2. Mit diesem Urteil aus den USA steht auch für alle anderen Staaten, einschließlich Deutschland, die Frage, welche Überwachungen durch Geheimdienste überhaupt zu rechtfertigen sind. Die millionenfache Überwachung der Kommunikationsdaten von Bürgerinnen und Bürgern sowie von Unternehmen ist in einer freiheitlich-demokratischen Gesellschaft untragbar. Die Zuarbeit anderer westlicher Geheimdienste für die rechtswidrige Abhörpraxis der NSA, wie der des Bundesnachrichtendienstes, ist als Beitrag zu einer Grundrechtsverletzung im globalen Maßstab zu werten und sollte umgehend beendet werden.
3. Whistleblower wie Edward Snowden sind keine Kriminellen, sondern große Helden, die Missstände und Verbrechen aufdecken. Ohne sie könnten solche rechtswidrigen Aktivitäten und kriminellen Strukturen niemals publik und beendet werden. Die strafrechtliche Verfolgung von Edward Snowden verbietet sich damit. Es ist beschämend und Ausdruck falscher US-Verbundenheit, dass die Bundesregierung und die EU dem mutigen Whistleblower Snowden nicht Schutz und Sicherheit vor US-Verfolgung garantieren. Der Schutz von Whistleblowern und die Verteidigung der Pressefreiheit dürfen nicht nur auf dem Papier bekundet werden, sie müssen vor allem umgesetzt werden, auch dann, wenn es das Missfallen von Verbündeten erregen könnte. Die Bundesregierung ist aufgefordert, sich für die Beendigung der Verfolgung von Edward Snowden und den wirksamen Schutz von Whistleblowern einzusetzen.

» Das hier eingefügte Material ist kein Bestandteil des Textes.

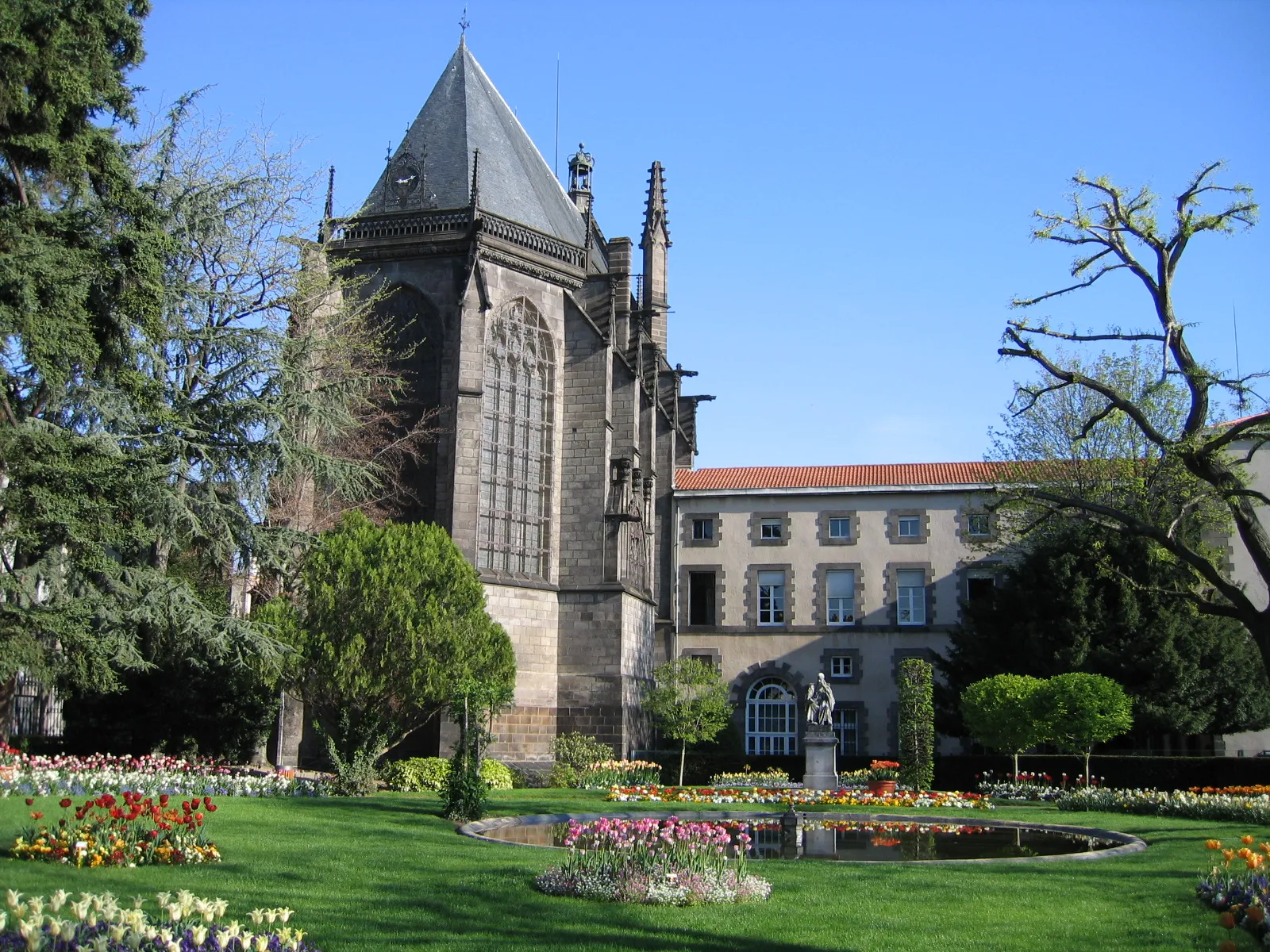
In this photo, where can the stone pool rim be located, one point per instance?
(1128, 843)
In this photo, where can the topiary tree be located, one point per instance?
(575, 752)
(689, 702)
(1001, 714)
(916, 724)
(465, 793)
(393, 620)
(1081, 710)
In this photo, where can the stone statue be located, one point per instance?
(819, 704)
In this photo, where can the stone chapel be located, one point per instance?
(563, 420)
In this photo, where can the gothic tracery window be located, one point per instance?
(516, 443)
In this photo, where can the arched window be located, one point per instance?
(516, 443)
(772, 719)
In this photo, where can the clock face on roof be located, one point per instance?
(404, 178)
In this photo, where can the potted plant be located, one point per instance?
(882, 777)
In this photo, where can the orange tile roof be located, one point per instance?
(835, 476)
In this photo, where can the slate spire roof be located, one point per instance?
(464, 113)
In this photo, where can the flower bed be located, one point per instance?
(1151, 803)
(772, 778)
(658, 862)
(149, 776)
(1240, 895)
(186, 923)
(603, 774)
(1028, 786)
(810, 797)
(106, 831)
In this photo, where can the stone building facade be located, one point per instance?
(545, 357)
(789, 571)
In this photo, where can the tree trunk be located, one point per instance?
(8, 693)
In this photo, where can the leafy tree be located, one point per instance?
(82, 291)
(689, 702)
(1001, 712)
(1081, 710)
(473, 706)
(393, 619)
(1083, 600)
(1191, 469)
(916, 724)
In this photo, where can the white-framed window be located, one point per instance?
(846, 727)
(911, 596)
(840, 585)
(772, 598)
(772, 719)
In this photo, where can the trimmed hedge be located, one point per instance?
(960, 772)
(1126, 772)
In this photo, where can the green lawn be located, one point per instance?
(389, 873)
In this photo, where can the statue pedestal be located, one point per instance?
(821, 748)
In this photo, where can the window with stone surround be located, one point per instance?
(846, 727)
(702, 598)
(772, 598)
(908, 526)
(518, 416)
(840, 587)
(770, 528)
(910, 597)
(772, 717)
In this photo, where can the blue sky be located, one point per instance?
(850, 184)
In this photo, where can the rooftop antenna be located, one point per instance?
(1235, 321)
(556, 164)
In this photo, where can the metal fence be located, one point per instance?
(37, 711)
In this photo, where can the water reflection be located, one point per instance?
(867, 841)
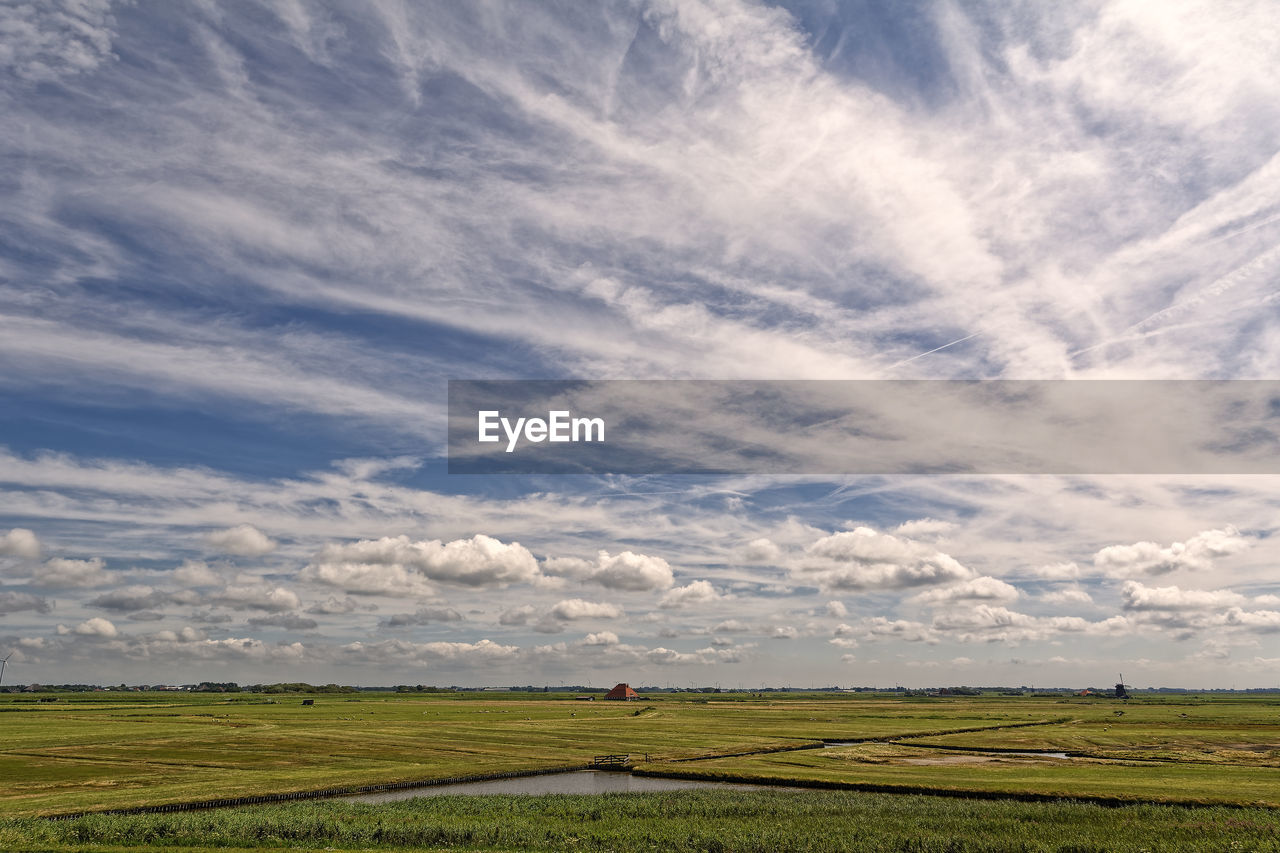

4. Die Pressefreiheit gilt grundsätzlich. Wenn ein Geheimdienstmitarbeiter wie Edward Snowden etwas Kriminelles aufdeckt, muss es den Medien auch erlaubt sein, es anzunehmen und zu nutzen, d.h. es zu veröffentlichen. Wenn dieses Grundprinzip des investigativen Journalismus unter Strafe gestellt wird, ist die Pressefreiheit ernsthaft gefährdet. Zum Schutz der Journalistinnen und Journalisten sowie ihren Quellen muss die Anonymität der Quelle sowie das Recht auf Veröffentlichung gesetzlich geschützt werden. Nur so wird Pressefreiheit gewährleistet.